Department of Statistics, University of Michigan, Ann Arbor, Michigan, USA.
bioRxiv. 2025 Jan 7:2024.06.05.597656. doi: 10.1101/2024.06.05.597656.
If two haplotypes share the same alleles for an extended gene tract, these haplotypes are likely to be derived identical-by-descent from a recent common ancestor. Identity-by-descent segment lengths are correlated via unobserved ancestral tree and recombination processes, which commonly presents challenges to the derivation of theoretical results in population genetics.
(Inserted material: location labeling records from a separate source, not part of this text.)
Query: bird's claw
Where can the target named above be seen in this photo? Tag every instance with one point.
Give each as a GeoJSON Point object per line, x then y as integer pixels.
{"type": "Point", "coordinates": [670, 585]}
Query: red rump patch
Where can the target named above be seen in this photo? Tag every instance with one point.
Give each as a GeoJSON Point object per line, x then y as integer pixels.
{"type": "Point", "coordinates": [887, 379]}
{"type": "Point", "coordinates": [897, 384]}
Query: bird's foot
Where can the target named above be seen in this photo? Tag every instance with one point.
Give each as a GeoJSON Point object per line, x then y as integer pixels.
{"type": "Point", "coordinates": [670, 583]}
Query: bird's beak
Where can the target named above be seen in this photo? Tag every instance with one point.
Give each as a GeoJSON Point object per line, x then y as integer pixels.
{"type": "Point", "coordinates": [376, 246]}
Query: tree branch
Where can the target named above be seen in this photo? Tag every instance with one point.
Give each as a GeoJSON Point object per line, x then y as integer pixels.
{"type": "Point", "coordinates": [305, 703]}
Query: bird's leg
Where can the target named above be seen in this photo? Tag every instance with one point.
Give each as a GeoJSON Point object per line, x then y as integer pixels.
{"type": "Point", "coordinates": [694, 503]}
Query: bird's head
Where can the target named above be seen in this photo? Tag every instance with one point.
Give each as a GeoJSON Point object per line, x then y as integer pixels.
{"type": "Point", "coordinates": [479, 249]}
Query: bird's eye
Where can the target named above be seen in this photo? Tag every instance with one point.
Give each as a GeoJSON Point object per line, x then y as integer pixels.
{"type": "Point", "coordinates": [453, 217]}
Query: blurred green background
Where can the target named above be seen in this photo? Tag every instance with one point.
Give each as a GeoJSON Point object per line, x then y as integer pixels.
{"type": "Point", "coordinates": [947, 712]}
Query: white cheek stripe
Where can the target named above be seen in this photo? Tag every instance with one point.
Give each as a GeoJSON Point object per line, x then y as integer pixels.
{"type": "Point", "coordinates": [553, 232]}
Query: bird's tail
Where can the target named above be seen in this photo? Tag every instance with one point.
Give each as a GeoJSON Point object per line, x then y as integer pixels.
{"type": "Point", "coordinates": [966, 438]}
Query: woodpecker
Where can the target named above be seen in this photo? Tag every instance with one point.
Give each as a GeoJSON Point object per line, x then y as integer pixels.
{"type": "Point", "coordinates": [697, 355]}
We show that the proportion of detectable identity-by-descent segments around a locus is normally distributed when the sample size and the scaled population size are large. We generalize this central limit theorem to cover flexible demographic scenarios, multi-way identity-by-descent segments, and multivariate identity-by-descent rates. We use efficient simulations to study the distributional behavior of the detectable identity-by-descent rate. One consequence of non-normality in finite samples is that a genome-wide scan looking for excess identity-by-descent rates may be subject to anti-conservative control of family-wise error rates.
如果两个单倍型在一段延伸的基因区域共享相同的等位基因,那么这些单倍型很可能是通过系谱从最近的共同祖先衍生而来的同宗同源。同宗同源片段的长度通过未观测到的祖先树和重组过程相互关联,这通常给群体遗传学理论结果的推导带来挑战。我们表明,当样本量和标度化群体大小较大时,一个位点周围可检测到的同宗同源片段的比例呈正态分布。我们将这个中心极限定理进行推广,以涵盖灵活的人口统计学情景、多途径同宗同源片段以及多变量同宗同源率。我们使用高效模拟来研究可检测到的同宗同源率的分布行为。有限样本中出现非正态性的一个后果是,全基因组扫描寻找过高的同宗同源率可能会受到家族性错误率的反保守控制。